This weekend we doubled the size of our family and brought home five chickens. Originally, we had planned on getting only pullets (chickens old enough to be outside but not yet laying), but when we looked on Craigslist Saturday morning the first ad was from someone close by looking for a home for their two chickens. A fox had gotten one of their chickens on Friday and they knew he would be back for the remaining two. So we got the Leghorn pictured above and a Buff Orpington. Unfortunately, the Buff Orpington was sick, so she currently is quarantined in our shed. Since she seems to be wheezing, Atticus set up a humidifier for her. She is now eating and moving around and not wheezing constantly, but still seems to be struggling. We are hoping she will get better in another couple of days. If not, well... Don't expect an update on that. The other three chickens are Wyandotte pullets: one silver laced wyandotte and two gold laced. We are hoping for a group of 6-7 chickens, so over the next couple of months we will keep our eye on Craigslist and add to the flock.
It has only been a couple of days, but so far I love having the chickens. They are quite amusing to watch and their sweet clucks make pleasant background noise. You can choose to interact with them or not. All three boys have also really taken to them. Finnan and Jude love to hold the chickens and feed them mealworms. Jude, in particular, just wants to hang out in the coop with them and coddle them. Rory is very interested in the birds and growls at them, as it is the only animal sound he has mastered. Only the Leghorn is laying eggs now, but it is such a treat to find those eggs.
I had assumed we would not name the chickens, but so far Atticus has named two of the chickens. Blanche is the white Leghorn. The smallest Wyandotte is Cuddles. Cuddles is the easiest to catch and hold.

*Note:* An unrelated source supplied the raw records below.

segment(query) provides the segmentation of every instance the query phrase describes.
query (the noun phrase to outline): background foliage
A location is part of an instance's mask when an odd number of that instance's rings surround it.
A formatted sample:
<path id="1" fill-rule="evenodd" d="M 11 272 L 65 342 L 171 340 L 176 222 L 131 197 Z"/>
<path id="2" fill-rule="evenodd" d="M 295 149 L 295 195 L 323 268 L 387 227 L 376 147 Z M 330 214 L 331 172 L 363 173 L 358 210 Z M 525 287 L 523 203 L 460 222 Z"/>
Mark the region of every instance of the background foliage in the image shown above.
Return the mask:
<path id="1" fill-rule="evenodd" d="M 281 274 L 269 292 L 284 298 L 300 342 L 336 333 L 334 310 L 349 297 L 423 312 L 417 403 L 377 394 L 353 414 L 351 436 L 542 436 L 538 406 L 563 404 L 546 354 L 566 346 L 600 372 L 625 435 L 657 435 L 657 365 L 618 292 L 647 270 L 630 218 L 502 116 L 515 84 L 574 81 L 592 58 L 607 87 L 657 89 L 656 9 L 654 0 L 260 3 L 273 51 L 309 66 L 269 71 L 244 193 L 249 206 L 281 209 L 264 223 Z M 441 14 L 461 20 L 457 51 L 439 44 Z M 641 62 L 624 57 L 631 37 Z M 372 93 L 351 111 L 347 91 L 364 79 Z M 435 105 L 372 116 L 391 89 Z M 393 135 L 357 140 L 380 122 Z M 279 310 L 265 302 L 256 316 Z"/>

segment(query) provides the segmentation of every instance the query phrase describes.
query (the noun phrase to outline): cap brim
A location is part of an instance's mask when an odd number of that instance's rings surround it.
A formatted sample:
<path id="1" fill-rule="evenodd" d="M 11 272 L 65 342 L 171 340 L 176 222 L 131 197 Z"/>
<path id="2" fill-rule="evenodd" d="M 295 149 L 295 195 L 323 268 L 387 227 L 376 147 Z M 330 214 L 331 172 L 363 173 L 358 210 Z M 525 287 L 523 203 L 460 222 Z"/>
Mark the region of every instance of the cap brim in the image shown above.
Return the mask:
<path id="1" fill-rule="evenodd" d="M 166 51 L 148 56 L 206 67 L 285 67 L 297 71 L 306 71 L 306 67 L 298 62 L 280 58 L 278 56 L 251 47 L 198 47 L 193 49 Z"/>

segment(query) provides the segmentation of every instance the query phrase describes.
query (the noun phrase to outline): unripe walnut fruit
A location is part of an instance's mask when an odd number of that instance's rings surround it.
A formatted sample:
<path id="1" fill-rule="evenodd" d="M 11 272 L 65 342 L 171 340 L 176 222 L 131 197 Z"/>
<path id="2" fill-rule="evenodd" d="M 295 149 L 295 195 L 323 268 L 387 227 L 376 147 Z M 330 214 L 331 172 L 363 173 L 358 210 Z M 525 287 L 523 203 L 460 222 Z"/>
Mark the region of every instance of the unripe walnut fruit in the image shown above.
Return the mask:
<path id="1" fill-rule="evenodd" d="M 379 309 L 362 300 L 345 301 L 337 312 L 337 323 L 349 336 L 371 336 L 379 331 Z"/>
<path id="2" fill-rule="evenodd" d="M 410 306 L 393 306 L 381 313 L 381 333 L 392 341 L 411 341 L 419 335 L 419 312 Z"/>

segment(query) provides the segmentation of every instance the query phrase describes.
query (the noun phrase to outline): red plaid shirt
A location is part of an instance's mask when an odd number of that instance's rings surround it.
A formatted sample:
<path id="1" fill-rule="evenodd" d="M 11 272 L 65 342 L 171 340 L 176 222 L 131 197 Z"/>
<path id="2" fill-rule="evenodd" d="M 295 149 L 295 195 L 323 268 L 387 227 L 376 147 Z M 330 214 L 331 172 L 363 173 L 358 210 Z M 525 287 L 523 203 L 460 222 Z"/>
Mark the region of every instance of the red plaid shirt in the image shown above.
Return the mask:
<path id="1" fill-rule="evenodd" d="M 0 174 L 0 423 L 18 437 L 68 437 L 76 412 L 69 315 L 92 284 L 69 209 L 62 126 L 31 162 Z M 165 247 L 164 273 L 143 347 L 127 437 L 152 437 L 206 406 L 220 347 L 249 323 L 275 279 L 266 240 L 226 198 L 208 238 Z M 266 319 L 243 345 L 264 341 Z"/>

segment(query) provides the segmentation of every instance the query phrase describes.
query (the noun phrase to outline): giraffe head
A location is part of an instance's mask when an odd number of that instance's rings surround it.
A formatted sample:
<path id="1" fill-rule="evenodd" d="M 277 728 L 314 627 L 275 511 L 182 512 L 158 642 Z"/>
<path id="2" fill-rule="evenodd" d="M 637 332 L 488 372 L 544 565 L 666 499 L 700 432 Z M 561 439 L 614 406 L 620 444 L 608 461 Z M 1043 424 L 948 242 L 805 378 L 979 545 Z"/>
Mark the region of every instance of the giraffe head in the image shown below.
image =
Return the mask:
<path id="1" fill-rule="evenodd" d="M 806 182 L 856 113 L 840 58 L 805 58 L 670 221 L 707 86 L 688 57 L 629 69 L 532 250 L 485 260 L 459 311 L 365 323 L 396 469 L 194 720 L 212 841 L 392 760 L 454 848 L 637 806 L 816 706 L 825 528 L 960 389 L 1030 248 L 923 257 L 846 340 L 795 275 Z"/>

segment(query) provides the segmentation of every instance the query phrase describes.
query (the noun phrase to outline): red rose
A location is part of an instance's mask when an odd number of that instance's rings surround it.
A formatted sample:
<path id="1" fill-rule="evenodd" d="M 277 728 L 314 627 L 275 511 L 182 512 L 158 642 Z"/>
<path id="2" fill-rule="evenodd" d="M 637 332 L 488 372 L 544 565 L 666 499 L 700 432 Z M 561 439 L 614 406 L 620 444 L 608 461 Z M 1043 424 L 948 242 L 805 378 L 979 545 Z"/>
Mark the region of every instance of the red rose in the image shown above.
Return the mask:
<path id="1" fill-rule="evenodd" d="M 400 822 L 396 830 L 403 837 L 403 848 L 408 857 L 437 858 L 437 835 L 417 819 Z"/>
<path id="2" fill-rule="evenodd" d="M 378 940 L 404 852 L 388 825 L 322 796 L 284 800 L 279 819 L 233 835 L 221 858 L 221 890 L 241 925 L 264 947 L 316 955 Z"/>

Atticus (and Finnan) built this coop from almost all leftover materials that had been sitting around in our yard or at other construction sites. The only things he bought were the chicken wire and some of the hardware. There is a ramp that goes from the top enclosed part, which is where the chickens go at night, to the bottom. The top part was built separately from the bottom and can be taken off so we can more easily move the coop in the yard. When we know we will be outside for a while, we let the chickens out, but they already prefer their coop going in there when they are tired of exploring.